If you've only got an encrypted data channel can you actively sidestep the encryption and communicate with an outside party who can see the data but cannot decrypt it?
Yes - if you can find some leaky aspect in the process that's still visible after encryption.
Is there a name for this? And is scheme I came across recently that does this, by encoding data into the lengths of data packets already well known?
On a wifi network using e.g. WPA2 one can expose data not in the contents of individual UDP packets but in their lengths if one takes care to keep their length below the network MTU.
The encryption used affects the lengths of the wireless packets, but in a consistent way, i.e. all packets will be L bytes larger, where L is a constant, than they would have been without encryption
So even if one cannot decrypt the packets one can recover the original lengths easily.
If someone on the network encodes the information they want to communicate into the packet lengths then anyone who can monitor the network traffic can recover this information.
I came across this approach recently in an embedded wifi module - as well as packet length it takes advantage of other things that are still visible despite decryption, in particular that one can still group traffic by source and destination MAC address.
An application running on a machine on the secure network encodes the information that it wants to send into the lengths of UDP packets that it then sends to another party on the network - the wifi access point (AP).

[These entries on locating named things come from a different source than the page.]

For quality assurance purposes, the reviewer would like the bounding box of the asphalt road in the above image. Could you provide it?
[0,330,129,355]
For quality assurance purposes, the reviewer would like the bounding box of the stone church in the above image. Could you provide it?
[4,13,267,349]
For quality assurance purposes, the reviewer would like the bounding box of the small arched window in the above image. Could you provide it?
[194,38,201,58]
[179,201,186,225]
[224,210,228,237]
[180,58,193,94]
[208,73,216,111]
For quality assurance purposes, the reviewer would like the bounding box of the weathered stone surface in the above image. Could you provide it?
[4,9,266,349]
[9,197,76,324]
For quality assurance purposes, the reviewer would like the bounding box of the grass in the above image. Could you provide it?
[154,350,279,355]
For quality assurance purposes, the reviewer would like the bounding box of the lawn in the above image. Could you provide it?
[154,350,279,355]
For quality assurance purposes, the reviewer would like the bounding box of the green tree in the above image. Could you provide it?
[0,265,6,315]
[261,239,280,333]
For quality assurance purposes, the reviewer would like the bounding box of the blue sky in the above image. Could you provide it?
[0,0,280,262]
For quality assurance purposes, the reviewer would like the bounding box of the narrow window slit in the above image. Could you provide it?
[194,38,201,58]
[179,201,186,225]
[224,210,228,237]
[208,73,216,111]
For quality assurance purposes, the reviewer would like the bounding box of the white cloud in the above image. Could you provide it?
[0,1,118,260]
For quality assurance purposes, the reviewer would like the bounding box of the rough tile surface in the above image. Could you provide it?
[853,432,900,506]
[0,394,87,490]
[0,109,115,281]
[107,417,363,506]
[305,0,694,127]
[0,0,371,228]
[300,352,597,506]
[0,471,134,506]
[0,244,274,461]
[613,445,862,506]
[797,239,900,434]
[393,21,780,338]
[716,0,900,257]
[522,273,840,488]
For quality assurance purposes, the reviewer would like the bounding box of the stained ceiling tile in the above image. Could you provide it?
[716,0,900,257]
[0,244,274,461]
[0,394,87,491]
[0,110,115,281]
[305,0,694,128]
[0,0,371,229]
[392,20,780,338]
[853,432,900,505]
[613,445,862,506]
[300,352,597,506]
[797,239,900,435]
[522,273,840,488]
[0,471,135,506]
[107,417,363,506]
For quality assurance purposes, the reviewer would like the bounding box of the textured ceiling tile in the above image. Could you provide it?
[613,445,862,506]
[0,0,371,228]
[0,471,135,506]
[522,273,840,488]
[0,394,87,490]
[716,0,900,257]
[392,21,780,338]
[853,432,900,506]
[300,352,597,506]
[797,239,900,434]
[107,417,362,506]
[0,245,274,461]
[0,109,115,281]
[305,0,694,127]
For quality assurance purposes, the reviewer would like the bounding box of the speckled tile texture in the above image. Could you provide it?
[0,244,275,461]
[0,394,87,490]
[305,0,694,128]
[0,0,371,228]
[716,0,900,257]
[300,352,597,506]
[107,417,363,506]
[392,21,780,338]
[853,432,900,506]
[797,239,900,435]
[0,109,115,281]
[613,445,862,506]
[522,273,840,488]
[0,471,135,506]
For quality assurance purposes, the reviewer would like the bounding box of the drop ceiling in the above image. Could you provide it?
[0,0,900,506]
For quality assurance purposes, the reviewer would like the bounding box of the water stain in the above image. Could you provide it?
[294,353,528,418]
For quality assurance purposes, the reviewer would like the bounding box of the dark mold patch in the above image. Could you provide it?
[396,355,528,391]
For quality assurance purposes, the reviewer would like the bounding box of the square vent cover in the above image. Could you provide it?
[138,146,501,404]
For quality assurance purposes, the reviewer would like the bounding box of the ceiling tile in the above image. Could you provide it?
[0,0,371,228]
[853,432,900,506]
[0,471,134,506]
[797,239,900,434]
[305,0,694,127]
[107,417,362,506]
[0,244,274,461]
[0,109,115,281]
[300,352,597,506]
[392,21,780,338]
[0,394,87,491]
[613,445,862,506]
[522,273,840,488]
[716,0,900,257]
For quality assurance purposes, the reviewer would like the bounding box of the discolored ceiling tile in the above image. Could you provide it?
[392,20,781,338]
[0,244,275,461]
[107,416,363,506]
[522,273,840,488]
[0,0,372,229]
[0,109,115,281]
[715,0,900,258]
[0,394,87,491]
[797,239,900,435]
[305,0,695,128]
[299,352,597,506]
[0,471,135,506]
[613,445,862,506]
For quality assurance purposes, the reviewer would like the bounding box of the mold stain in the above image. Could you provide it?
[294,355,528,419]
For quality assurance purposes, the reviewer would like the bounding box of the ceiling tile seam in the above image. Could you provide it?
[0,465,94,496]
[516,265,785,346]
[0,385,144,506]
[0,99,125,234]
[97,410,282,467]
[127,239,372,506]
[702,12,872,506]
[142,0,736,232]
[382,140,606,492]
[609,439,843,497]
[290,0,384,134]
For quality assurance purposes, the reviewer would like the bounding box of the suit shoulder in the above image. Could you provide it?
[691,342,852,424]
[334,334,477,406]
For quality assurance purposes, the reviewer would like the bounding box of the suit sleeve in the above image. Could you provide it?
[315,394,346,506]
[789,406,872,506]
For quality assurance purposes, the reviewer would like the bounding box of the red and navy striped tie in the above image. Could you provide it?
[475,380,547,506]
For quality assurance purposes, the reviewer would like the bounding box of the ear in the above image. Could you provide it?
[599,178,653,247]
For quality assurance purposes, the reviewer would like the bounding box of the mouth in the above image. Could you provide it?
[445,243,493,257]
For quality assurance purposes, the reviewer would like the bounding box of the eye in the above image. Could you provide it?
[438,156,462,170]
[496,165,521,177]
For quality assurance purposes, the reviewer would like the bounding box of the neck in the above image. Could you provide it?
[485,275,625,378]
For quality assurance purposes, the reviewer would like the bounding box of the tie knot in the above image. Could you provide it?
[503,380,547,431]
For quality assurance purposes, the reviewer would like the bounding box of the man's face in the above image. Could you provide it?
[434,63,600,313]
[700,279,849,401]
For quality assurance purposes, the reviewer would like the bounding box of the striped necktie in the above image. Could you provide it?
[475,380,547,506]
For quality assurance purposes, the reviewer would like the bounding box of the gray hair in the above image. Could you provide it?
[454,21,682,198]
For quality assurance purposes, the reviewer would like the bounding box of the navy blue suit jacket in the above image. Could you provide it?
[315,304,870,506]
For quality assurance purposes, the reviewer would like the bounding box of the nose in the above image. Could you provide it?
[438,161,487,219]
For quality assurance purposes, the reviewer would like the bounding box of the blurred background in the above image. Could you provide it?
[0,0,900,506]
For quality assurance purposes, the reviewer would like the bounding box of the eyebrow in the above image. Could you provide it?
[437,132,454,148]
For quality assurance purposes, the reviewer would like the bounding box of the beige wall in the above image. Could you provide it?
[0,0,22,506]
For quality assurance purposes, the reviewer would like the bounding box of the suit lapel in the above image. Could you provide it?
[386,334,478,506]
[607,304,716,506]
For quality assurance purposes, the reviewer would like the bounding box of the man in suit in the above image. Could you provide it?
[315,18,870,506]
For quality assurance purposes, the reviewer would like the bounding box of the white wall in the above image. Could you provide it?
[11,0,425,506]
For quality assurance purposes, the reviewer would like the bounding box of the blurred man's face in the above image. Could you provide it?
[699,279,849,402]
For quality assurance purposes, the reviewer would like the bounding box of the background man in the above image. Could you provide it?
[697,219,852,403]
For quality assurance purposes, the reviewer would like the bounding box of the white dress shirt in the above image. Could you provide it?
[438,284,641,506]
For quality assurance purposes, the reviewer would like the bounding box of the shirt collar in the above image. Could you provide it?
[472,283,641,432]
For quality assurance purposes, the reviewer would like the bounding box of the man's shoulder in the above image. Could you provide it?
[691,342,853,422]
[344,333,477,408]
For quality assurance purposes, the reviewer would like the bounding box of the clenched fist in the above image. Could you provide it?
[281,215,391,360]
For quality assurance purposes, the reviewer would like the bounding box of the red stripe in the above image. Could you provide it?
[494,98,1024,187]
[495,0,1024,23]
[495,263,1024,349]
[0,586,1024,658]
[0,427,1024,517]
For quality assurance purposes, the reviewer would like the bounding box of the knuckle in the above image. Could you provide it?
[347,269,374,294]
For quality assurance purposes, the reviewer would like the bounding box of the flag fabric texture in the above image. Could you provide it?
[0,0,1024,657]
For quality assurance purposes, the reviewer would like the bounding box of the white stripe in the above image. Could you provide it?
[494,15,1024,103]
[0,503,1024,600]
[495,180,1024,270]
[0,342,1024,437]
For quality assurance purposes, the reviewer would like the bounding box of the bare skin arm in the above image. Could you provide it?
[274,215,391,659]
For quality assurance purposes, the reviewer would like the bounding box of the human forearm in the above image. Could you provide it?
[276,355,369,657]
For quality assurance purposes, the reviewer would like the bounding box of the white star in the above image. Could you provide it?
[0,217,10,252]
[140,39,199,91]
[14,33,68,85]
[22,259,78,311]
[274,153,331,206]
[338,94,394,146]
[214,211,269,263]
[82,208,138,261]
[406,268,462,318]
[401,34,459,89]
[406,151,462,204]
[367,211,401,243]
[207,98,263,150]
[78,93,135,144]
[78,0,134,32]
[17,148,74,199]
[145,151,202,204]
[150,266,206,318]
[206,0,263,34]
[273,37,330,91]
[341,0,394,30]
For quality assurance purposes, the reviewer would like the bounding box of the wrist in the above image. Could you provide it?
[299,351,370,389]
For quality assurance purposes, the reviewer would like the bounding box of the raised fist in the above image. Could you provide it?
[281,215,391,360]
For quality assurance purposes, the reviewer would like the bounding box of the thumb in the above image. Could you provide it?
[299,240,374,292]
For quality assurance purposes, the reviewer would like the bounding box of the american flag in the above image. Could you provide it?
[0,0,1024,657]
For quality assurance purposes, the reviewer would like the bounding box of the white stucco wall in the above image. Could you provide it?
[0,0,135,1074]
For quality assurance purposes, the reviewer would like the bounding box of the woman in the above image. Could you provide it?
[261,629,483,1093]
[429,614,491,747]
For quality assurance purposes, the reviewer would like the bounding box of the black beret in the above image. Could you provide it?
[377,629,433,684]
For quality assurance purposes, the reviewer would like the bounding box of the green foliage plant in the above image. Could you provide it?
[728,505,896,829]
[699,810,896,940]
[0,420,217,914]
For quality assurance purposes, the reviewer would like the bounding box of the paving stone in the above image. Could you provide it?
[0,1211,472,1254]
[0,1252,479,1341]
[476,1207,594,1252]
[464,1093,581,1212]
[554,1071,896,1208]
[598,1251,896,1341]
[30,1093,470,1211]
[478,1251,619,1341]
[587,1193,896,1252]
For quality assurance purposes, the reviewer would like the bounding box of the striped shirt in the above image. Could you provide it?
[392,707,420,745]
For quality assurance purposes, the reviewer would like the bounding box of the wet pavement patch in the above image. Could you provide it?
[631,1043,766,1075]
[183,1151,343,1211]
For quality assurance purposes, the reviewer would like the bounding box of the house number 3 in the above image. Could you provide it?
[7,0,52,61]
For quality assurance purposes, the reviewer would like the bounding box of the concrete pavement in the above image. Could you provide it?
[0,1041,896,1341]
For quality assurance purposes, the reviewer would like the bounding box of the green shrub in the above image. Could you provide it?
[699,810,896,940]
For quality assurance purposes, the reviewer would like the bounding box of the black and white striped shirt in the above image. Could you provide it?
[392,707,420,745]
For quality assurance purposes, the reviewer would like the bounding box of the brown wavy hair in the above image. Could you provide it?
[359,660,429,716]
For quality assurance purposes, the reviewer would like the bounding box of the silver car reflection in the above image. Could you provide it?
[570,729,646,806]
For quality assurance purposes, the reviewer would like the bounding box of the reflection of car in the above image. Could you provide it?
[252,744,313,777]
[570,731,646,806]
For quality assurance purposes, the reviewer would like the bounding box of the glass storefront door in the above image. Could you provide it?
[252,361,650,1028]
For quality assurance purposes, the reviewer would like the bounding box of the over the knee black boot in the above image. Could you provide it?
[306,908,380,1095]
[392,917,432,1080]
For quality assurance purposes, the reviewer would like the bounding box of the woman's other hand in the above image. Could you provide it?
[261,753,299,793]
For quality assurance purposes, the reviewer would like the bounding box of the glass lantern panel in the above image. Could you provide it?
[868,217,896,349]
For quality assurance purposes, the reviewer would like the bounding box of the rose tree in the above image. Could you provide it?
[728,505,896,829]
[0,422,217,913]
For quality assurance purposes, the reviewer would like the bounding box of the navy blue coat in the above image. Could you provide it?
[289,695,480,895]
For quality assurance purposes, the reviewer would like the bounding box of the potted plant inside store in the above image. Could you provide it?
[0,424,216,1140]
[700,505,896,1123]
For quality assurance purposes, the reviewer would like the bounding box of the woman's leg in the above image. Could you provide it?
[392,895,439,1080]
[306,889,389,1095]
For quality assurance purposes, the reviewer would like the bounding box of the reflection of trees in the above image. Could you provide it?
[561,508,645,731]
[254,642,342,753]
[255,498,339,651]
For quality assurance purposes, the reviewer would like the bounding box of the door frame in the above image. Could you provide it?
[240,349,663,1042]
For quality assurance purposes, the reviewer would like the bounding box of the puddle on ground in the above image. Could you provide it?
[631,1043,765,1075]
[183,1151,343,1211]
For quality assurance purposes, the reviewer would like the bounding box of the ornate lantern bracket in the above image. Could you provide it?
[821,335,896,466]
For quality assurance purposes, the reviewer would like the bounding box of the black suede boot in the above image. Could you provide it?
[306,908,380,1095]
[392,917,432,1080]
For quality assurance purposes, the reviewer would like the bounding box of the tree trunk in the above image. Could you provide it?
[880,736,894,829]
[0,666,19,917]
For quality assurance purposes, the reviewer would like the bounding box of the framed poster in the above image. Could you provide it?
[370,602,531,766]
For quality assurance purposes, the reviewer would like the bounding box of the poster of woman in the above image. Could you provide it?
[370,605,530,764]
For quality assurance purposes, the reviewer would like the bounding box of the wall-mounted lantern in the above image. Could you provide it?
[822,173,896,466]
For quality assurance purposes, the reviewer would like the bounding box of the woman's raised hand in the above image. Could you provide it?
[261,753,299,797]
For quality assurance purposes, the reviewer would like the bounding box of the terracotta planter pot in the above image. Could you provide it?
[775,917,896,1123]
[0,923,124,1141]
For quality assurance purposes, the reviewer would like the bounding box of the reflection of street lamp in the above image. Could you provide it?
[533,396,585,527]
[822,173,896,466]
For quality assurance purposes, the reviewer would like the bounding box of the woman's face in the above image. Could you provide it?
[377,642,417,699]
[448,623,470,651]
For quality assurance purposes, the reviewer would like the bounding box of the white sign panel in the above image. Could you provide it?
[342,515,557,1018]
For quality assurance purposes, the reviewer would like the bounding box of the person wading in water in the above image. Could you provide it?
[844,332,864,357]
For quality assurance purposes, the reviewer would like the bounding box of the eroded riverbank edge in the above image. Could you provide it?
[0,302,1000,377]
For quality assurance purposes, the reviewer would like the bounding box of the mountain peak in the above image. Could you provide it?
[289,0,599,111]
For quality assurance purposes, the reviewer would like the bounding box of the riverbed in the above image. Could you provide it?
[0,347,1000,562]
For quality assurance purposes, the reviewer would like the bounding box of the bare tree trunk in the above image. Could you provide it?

That the AP isn't interested in receiving the packets is irrelevant, what's important is that the packets are visible on the network.
The outside device can spot the packets (there are other tricks involved to allow it to zero in on the relevant packets, filtering them out from the masses of other traffic that is visible to such a device running in monitor mode) and it then decodes the information from the packet lengths.
There's nothing nefarious going on here - the approach is just used to communicate small amounts of information to the embedded devices and has the advantage that the devices (that have no screen or keyboard) do not need to be preconfigured with the SSID and password for the network and also means that the sending application does not need to know any information about the receiving devices, i.e. IP address and such like.
This approach sounds clever but to be honest I don't know why they don't just use wifi probes, encoding the data in the SSID specified in the probe, i.e. the probe wouldn't contain the SSID of any real network but rather the SSID specified would encode information that anyone monitoring the network could see.
In fact this is exactly what the manufacturer in question used to do (as described here) back when they felt all the relevant information they needed to send could be encoded into the 32 bytes available to specify an SSID in a single wifi probe.
They moved to the new scheme, involving UDP packets, in order to send arbitrarily large amounts of data. However I can't see why they didn't just move to sending a stream of wifi probes (with sequence information etc. encoded as part of the dummy SSID) - this would remove an issue with the current approach - that the receiving device must be able to handle, i.e. monitor, the 802.11 protocol that the sending device uses when talking to the AP. E.g. if the receiving device only really understands 802.11b and 802.11g but the sending device is talking to the AP (running in mixed mode) using a newer protocol then there will be problems that wouldn't exist with wifi probes (which on a mixed mode network are independent of the 802.11 protocol).
In particular even if both the sending and receiving device support 802.11n MIMO places an extra requirement on the receiving device - in order for it to be able to monitor the sending device's 802.11n traffic it must have at least as many MIMO capable antennas as that device, which is problematic if the receiving device is a small embedded systems module while the sending device is e.g. a desktop with high end wifi support.
Update Oct 13, 2013: they probably don't use wifi probes as Apple provides no public interface to send or receive them in iOS.
But back to my original question - is this approach of encoding information in packet lengths, in order to actively side step encryption, novel or is it a known approach (perhaps applied previously in a different environment to wifi)?